Shadyac and credited writers David Seltzer, Brandon Camp, and Mike Thompson create exactly one creepy moment: a child who has flatlined suddenly, if very expectedly, comes back to life with a freaky bug-eyed expression. Shadyac works the usual ghost story motions–darkened hallways, mysterious noises, etc.–but any hoped-for jolts are telegraphed. Not that these would-be jolts are in heavy supply, for draining the scare potential is the fact that the ghost is a friendly one to say the least. Given how much is made about how Joe and Emily loved each other so, the audience knows that he’s never in any danger.
What Costner and everyone else is in constant danger of is spouting some awful dialogue. The exposition is especially clunky; take, for instance, this less-than-graceful line delivered by Joe’s neighbor (Kathy Bates) after she says something to him she shouldn’t have: “You’d think a professor of law would be a little more precise in her language.” As if we didn’t get the message loud and clear, in the next scene the Bates character actually says to Joe, “Remember, I’m a lawyer.”
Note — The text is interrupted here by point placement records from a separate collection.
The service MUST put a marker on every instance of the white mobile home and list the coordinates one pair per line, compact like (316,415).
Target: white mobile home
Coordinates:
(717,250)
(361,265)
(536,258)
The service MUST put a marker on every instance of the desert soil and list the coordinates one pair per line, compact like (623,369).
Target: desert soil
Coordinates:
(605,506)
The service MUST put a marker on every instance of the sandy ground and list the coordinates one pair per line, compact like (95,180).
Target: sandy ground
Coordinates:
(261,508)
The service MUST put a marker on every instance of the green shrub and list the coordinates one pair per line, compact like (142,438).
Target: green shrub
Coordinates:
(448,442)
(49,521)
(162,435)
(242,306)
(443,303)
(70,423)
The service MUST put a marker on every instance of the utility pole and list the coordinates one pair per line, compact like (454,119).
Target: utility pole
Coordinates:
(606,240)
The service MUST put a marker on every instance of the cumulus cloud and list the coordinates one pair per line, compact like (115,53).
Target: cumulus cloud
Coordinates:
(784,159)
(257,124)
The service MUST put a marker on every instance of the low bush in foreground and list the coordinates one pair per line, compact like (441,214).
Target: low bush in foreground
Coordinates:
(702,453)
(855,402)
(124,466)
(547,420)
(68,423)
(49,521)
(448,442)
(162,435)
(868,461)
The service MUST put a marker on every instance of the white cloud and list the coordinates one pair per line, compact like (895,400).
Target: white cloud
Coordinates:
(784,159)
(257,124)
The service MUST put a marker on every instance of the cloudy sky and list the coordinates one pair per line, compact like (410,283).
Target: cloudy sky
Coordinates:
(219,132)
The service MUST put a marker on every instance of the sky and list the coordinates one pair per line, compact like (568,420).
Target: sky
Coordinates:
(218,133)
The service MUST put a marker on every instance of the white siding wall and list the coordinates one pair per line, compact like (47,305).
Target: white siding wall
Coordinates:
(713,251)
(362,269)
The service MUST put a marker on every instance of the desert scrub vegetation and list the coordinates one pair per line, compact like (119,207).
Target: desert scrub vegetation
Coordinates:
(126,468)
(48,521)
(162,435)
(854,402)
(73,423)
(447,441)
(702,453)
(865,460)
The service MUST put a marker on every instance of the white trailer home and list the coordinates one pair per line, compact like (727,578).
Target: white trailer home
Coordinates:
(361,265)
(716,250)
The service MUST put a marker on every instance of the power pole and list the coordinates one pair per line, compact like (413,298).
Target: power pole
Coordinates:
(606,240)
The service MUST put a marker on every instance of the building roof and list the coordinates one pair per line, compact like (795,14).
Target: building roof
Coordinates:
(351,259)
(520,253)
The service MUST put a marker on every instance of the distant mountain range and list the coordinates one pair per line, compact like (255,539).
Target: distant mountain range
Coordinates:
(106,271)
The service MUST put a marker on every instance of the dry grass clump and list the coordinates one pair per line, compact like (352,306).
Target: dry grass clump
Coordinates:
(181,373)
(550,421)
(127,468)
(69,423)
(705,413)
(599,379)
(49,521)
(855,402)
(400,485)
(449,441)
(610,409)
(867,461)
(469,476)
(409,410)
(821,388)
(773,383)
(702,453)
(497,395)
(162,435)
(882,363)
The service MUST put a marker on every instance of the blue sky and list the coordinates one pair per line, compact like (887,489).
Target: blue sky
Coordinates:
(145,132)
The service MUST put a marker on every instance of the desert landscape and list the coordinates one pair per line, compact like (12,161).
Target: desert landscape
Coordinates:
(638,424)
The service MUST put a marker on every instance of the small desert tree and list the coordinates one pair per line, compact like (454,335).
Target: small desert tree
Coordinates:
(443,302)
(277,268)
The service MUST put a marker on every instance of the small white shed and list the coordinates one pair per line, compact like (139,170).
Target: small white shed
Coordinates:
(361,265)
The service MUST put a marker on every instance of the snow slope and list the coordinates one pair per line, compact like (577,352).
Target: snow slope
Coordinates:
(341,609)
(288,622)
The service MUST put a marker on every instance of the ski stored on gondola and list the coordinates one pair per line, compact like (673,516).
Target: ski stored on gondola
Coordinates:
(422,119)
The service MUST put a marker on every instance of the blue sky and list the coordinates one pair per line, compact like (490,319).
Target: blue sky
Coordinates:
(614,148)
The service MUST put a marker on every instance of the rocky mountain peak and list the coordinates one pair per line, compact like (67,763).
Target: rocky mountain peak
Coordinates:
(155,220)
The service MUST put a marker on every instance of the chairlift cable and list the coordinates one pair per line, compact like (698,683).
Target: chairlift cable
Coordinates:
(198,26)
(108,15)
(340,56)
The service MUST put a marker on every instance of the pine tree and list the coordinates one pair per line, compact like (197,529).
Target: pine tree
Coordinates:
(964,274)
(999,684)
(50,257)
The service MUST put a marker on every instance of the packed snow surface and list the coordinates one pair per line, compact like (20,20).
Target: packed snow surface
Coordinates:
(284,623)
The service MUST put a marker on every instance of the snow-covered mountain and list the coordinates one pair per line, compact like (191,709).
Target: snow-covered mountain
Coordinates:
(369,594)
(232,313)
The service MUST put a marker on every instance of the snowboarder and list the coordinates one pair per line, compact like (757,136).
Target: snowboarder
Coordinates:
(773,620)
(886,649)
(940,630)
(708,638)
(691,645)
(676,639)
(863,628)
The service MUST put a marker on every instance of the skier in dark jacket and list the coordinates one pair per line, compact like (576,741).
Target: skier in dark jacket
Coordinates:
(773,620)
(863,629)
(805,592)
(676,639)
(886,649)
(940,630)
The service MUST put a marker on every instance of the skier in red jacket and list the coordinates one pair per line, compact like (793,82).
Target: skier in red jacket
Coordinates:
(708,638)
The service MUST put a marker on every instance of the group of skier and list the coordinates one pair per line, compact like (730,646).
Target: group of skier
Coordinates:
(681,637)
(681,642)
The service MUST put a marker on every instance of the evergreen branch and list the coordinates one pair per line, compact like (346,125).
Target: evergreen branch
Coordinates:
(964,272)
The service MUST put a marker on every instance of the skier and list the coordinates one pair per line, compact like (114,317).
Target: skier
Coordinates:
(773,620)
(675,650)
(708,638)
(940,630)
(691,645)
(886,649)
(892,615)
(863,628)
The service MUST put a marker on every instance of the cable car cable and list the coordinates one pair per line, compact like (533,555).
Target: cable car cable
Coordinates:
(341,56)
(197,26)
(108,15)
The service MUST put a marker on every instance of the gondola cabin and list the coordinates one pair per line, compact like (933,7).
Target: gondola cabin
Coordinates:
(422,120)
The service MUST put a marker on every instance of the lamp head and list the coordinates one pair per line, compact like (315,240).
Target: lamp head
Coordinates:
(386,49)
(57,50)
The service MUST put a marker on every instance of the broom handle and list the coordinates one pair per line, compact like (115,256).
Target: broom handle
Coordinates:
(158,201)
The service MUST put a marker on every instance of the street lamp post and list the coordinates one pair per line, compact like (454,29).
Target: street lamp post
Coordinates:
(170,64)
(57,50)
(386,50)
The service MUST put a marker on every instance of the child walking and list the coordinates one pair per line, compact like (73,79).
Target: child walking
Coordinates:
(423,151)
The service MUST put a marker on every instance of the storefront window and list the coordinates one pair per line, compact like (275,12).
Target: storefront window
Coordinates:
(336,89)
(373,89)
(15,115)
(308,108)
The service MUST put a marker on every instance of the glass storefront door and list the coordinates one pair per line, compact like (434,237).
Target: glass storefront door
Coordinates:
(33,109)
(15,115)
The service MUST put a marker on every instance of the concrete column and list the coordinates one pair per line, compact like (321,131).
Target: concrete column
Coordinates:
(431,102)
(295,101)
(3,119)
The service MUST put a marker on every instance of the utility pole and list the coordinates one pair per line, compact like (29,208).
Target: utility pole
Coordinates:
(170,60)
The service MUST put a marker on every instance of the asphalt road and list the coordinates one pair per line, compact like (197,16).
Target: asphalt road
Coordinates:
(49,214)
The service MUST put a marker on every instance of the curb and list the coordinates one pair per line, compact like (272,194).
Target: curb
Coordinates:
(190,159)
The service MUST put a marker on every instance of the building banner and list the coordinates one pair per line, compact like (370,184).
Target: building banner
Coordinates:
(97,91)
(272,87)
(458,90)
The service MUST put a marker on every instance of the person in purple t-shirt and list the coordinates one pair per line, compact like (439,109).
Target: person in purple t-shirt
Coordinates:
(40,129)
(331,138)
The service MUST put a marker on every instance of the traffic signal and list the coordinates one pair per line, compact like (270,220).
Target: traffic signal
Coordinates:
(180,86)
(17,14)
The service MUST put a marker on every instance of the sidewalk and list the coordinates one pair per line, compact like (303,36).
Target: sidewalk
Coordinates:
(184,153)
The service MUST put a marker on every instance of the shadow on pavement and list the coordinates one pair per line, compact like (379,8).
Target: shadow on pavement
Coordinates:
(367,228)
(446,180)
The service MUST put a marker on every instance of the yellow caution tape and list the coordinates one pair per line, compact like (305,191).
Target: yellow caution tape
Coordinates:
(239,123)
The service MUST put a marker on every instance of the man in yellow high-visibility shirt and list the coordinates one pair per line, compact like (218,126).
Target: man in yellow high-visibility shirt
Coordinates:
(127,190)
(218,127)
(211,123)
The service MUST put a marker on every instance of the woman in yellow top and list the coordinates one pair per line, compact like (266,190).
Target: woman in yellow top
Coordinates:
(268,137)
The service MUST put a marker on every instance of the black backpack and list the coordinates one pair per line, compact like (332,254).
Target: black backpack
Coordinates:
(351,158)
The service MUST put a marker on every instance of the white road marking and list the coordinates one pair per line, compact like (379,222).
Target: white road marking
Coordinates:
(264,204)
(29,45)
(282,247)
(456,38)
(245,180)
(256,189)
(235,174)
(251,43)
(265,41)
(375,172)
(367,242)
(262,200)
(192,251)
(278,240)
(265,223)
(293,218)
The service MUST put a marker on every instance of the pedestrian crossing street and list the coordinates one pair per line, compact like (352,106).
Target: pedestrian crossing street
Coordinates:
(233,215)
At least Bates strikes the right balance of earnestness and humor in her performance; the same can’t be said for Costner. In keeping with Shadyac’s “more is more” manifesto, he overdoes Joe’s increasing hysteria. But leave it to Costner to overact and somehow be insufferably dour at the same time. It’s performances like these that make it so easy to forget that, when he wants to, Costner can indeed act and be an appealing star. One wonders, though, based on his recent work like “Dragonfly,” that Costner himself has forgotten how to hold the screen.